We have tamed him, of course – domesticated him into a fat and happy grandfatherly figure. But the real Saint Nick was a passionate follower of Jesus.

It is said that he was one of the more than 300 bishops who gathered for the First Ecumenical Council of Nicaea. As Arius delivered his long oratory explaining how Jesus could NOT be divine, could NOT truly be the Son of God, Nicholas became so frustrated that he walked right up to Arius – directly in front of the Emperor Constantine – and knocked him right on the side of his head!

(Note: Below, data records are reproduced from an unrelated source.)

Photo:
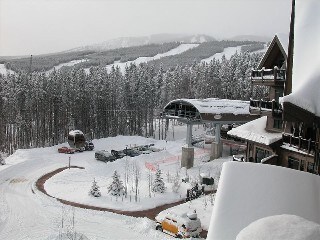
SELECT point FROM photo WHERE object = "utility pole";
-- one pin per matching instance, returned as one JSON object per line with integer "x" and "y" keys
{"x": 30, "y": 65}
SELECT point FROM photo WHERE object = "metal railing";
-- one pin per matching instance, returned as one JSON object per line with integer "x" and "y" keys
{"x": 275, "y": 74}
{"x": 266, "y": 105}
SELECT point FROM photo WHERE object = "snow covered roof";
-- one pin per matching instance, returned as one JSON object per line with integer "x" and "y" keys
{"x": 306, "y": 58}
{"x": 255, "y": 131}
{"x": 249, "y": 191}
{"x": 218, "y": 106}
{"x": 282, "y": 40}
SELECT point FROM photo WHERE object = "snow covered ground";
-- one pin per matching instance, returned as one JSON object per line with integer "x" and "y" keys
{"x": 178, "y": 50}
{"x": 67, "y": 64}
{"x": 27, "y": 213}
{"x": 4, "y": 70}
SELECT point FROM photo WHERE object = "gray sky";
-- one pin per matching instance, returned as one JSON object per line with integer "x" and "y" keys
{"x": 43, "y": 26}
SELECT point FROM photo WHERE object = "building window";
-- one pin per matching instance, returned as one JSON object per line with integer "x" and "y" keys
{"x": 277, "y": 124}
{"x": 293, "y": 163}
{"x": 261, "y": 154}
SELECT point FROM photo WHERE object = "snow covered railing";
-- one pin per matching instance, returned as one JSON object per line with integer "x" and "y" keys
{"x": 265, "y": 105}
{"x": 269, "y": 74}
{"x": 300, "y": 143}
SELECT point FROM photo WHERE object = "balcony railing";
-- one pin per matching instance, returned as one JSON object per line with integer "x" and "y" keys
{"x": 276, "y": 75}
{"x": 306, "y": 145}
{"x": 264, "y": 106}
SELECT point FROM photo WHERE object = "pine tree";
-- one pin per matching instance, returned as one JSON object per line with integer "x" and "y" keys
{"x": 95, "y": 191}
{"x": 158, "y": 183}
{"x": 176, "y": 183}
{"x": 116, "y": 188}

He got into a lot of trouble. Tossed into prison, to tell the truth. Now THAT is a side of Saint Nicholas that we don’t talk about much with our children on Christmas Eve. A bit wild, passionate and unpredictable.

The true saints and prophets of God are always like that.

The great scholar Jaroslav Pelikan expressed the saints’ and prophets’ encounter with God in this way:

“The Holy is too great and too terrible when encountered directly for [those] of normal sanity to be able to contemplate it comfortably. Only those who cannot care for the consequences run the risk of the direct confrontation of the Holy” (Fools For Christ, Wipf & Stock Publishers, 2001).

Did  you catch that? (repeat)

Who among us wants to be a prophet? Any takers? I don’t expect that any of us would choose the way of John the baptizer. I know that I wouldn’t! But that does not mean that we are not all called to be prophets in some way.

Why do we need to be reminded of the prophets during this holiday season?

Perhaps because we all need the courage to speak the truth, even when difficult or uncomfortable.

Prophets are people called to communicate a message at odds with the comfortable world around them. Their speaking involves personal cost and risk.

It also involves an unquenchable, unstoppable inner fire that compells them to speak.

Being a prophet is a hard calling, but I wonder what would happen if we intentionally began to see and understand ourselves as prophets.

I wonder what would happen if we acknowledged how incredibly difficult it often is to say what others don’t want to hear and chose to speak the truth anyway.

I wonder what would happen if we began to be honest even with ourselves – acknowledging the ways in which we’ve silenced ourselves, remained hidden, and not been the prophet God has called us to be.

There is a whole legion of prophets that surround us every day – and of whom we are one. God’s voice and presence are aching to be heard and seen – through prophets, through you and me.

Will you tell the truth? Will you take the risk? I bet you already have. It is not easy, but this much I know:

There is never any reason to be unkind. And it is never unkind to speak the truth.

So here is your Advent entourage, my friends:

Isaiah. John the baptizer. Saint Nicholas. Aslan. That’s a wild bunch, to be sure!

Go and enjoy your holiday parties, your special concerts and festive greeting cards filled with pictures of smiling families. Enjoy all of the cheesy Christmas music and even jolly ol’ St. Nick.

But while you do so, never forget the wildness of God, the utter strangeness of the Holy, the challenge of the truth.

Are you and I called to be prophets? Perhaps yes, and perhaps no.

But know this with certainty: we all need the prophets to remind us of the wildness of God.

And the world needs us to make God audible, to speak the truth in love without fear of consequences, trusting in the Holy One who’s quite wild, you know – not like a tame God at all. Alleluia. Amen.